Ahora que estaba relajada para analizar, por primera vez cuestionó la veracidad del contacto que jamás había visto. A diferencia de los otros culpables cazados, en esa ocasión contra el de los armarios no requirió de informarse, hablar y ganar una confianza que desembocara en una cita-trampa, sino que actuó directa por tratarse de alguien con poderes. El contacto siempre tenía razón con los sujetos a detener, pero el último resultó distinto, y eso implicaba pensar de otra forma. Intentó convencerse que aquel tipo delgado como una sombra estaba colándose en la habitación de un niño, que no podía haber margen de error. Hasta él mismo dijo que el niño no recordaría nada de lo que fuera a pasar...
¿Y si el contacto era alguien intentando librarse de la competencia? De ser así, ¿qué verdadera relación tenía con su hermana?
Se sobrepuso el tema del recién apodado “polillas”. No parecían mostrarse pistas significativas, y como en otros casos sería cuestión de confiar en Charles, eficaz hasta el punto de llegar a jefe.
Intentaron sobreponerse más asuntos, pero resopló y se masajeó las sienes. Lamentó que tuviera que ser todo tan complejo (y ella compleja), de que al mundo le gustara complicarse la vida hasta el punto de afectar a los demás. Siempre había límites, y por desgracia dolían al ser quebrados.
Miró al café y sonrió sin mostrarlo. Aquella bebida era lo único que nunca le había hecho mal. Estaba convencida que su propia muerte sería flotando boca abajo en un depósito lleno de ese oro negro. Reconoció ser adicta y avariciosa, pero qué diferentes serían las noches sin ello...
Oyó un sonido metálico frente suya. Miró al suelo para apreciar el brillo plateado de una moneda. Intuyó que el dinero había ido en dirección a su vaso, y eso la hizo mirar a los lados. Arrugando la nariz examinó a la pareja que se alejaba. Él parecía vacilar en su andar y ella se mantenía erguida y seria. El chico dio la impresión que estaba esperando el momento para acercarse y realizar una especie de amago; ella pareció a la defensiva. El chico miró a un lado para comprobar que nadie les miraba. La chica miró alrededor para asegurarse que podía contar con ayuda. Sucedió el giro simultáneo como si uno reflejara al otro, donde se encontraron y se besaron. Elis no pudo arrugar más la nariz y apartó la vista. Se había besado alguna vez en broma con las amigas, jugando a imitar que eran un chico de la escuela o el famosillo de turno.
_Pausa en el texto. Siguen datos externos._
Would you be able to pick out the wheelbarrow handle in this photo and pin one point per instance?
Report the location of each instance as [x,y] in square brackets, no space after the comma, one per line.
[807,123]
No le parecía para tanto. Si algún día pensaba tener pareja no pasaría de los besos sencillos. Para demostrar amor no hacía falta más...
Cierto chico se infiltró en su mente.
Elevó la cabeza y se perdió mirando al cielo, introduciendo una mano imaginaria en la pantalla que abarca al mundo. Cerró los ojos y dejó que los sonidos le acometieran sin violencia. Muchos eran ruidos transformándose en humo; otros eran interminables palabras que ya eran nada antes de salir de la boca. Entre aquello había cierta música inimitable. Un sonido de saxo real sonaba en la lejanía, lo más seguro que desde otra esquina. Se preguntó si a él le gustaría ir alguna vez a un club nocturno de jazz. Cómo lo disfrutaría el día que la dejaran entrar por edad.
Abrió la vista y quedó embelesada viendo pasar la marea revuelta de piernas. La ciudad era su océano; para todas las personas lo es, pero ella se sentía con más derecho a pensar así. Se vio como Crusoe en otra clase de historia, donde el mar tenía un tráfico constante de embarcaciones amarillas y negras que pasaban por delante de la isla solitaria. En cualquier momento podía abandonar la isla, pero no lo hacía.
Miles de pensamientos se hicieron añicos cuando el móvil de Elis emitió sonido. Lo sacó para comprobar que era Gigi saludando: “Hola! T apetece hablar?”. Elis se giró dirección a la pareja, pero ya habían desaparecido por alguna esquina hacia otro mundo hecho calle. Tardó en contestar al chico.
Una nueva moneda llovió cerca de la otra, situada aún en el mismo punto. Quedaron como si se estuviesen observando, analíticas y a la espera por lo que tuviese que acontecer. Elis resopló. Con ambas le daría para otro café.